If you are participating in a formal mentoring program you will likely have a program end eate. If you find yourself in an informal mentoring relationship, you might find that the mentoring relationship may come to a natural close over time depending on your goals and focus areas. Regardless of what type of mentoring relationship you are in, closing the mentoring relationship when the time has come is not only courteous but good practice.cide

1. Be proactive rather than reactive

It is important that both parties know that the arrangement is coming to a close, so as a courtesy and to wrap things up neatly, allow yourself at least four weeks to plan and work towards the end of the mentoring relationship.  Consider the date, time, format, and duration and provide early notification to your mentoring partner.

2. Become clear about what your expectations are at the end of the mentoring relationship

It is important as you work towards your last meeting with your mentoring partner, you are clear about whether you are willing or want to maintain a professional relationship, or perhaps you will both decide to move on. It is a fantastic result to keep a mentoring relationship working in the long-term if the arrangement is working for you both. But don’t be afraid to step away if the relationship is not serving you any longer, or you simply have other priorities or areas of focus to devote your time. Regardless, state your intentions clearly to your mentoring partner.

The dynamics of your mentoring relationship will dictate and decide your path. Sometimes you both may sense if you would like to continue or not based on how the mentoring relationship has played out over your time together. Above all, make sure that you complete a closure or continue the process to provide each other clarity on next steps.

3. Reflect on your accomplishments

Reflect on your original goals set in the early stages of the relationship, review how far you have come, and identify which goals or action items are outstanding. Perhaps you might light to go a little deeper into your accomplishments during your mentoring relationship.  Learning from experience is great, but when coupled with intentional reflection you can uncover and articulate the key lessons learned during your time together. Consider the following questions:

  • How far have you come since the commencement of the mentoring relationship?
  • What worked well in the mentoring relationship?
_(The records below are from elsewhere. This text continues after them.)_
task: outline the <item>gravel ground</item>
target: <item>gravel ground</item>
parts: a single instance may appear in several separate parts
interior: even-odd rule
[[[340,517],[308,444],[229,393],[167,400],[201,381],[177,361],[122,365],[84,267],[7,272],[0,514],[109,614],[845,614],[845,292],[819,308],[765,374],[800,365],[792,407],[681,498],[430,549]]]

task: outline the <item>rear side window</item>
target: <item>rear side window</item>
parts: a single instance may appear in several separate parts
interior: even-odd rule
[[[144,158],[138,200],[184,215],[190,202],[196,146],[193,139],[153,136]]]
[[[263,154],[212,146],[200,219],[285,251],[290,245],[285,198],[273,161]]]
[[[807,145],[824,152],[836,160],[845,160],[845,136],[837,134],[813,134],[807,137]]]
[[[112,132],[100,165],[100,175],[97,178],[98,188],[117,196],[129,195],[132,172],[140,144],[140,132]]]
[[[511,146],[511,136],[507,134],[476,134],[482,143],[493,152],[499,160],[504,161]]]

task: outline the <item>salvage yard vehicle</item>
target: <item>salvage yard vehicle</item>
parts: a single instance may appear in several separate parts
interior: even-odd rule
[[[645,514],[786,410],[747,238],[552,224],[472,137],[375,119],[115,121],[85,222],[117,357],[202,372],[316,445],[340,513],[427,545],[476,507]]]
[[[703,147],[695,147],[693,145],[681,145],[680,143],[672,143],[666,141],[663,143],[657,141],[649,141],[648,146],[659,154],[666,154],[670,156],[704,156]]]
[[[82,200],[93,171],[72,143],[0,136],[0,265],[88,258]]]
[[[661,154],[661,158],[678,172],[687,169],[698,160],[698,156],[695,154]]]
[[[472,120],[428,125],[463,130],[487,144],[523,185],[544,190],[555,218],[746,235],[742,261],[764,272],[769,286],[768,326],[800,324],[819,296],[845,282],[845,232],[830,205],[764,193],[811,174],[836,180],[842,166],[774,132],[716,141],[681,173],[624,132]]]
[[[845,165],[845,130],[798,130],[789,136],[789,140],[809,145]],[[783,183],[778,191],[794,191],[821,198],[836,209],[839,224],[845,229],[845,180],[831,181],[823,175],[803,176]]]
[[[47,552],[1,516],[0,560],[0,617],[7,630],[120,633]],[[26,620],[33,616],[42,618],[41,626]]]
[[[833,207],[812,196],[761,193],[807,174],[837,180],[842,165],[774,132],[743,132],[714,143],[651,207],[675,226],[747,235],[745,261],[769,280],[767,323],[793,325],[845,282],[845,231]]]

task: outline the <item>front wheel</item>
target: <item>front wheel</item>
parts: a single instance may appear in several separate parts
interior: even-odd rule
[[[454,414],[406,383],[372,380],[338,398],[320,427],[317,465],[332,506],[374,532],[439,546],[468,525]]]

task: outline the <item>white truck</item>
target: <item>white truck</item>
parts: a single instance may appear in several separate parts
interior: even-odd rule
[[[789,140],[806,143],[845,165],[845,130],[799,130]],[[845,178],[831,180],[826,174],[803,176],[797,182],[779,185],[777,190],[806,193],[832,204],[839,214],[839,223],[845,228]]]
What didn’t work so well?
  • What did you find most challenging about your mentoring relationship?
  • Did you achieve your goals and objectives?
  • What accomplishments or gains did you make?
  • How can you celebrate your success?

4. Provide feedback to one another

Think about the feedback you can provide to your mentoring partner about the program and how you felt the program and relationship have tracked.

  • What was it like working with one another?
  • How well did you both communicate?
  • What would you do differently as a result of your mentoring relationship?
  • What worked well? What didn’t work so well?

5. Share your learning

A mentoring relationship is not just about accomplishing your goals, it is also a time of development, growth, and change through learning. Consider the following questions:

  • What are your significant learnings because of the mentoring relationship?
  • Did you experience any unanticipated learning, challenges or surprises during your mentoring experience?
  • Did you experience any disappointments? What did you learn from this?
  • Based on what you have learned, what will you now do differently in the future?

6. Share your goals and next steps

A nice way to wrap things up is to share new goals and objectives with your mentoring partner. Make sure you compare and contrast these goals to the goals you set at the beginning of the mentoring relationship. This will provide you with the chance to realise how much you have learned, how you have developed, grown or changed. It is also nice to provide each other with a view into the next phase of your career or personal life.

7. Pay it forward

For mentees, you may find the guidance and advice that you gain from your mentor is invaluable. You might be feeling overwhelmed with gratitude and be feeling you couldn’t possibly repay them in many lifetimes! I have been there before – trust me.

What I have learned from my mentors is that the best way to show your gratitude is to ‘pay it forward’. Consider becoming a mentor yourself and share your knowledge, insight, and know-how with another aspiring ‘you’!

For mentors, keep mentoring! Try to bring your peers into the art of mentoring if they are not doing so already. Discuss the benefits of mentoring including:

  • Being recognised as an industry leader and subject matter expert
  • Development of mentoring and coaching skills including leadership, providing feedback, communication and interpersonal skills
  • Develop insight into emerging issues and trends across the industry and within specific contexts
  • Derive personal and professional satisfaction by serving altruistically and supporting the development of others.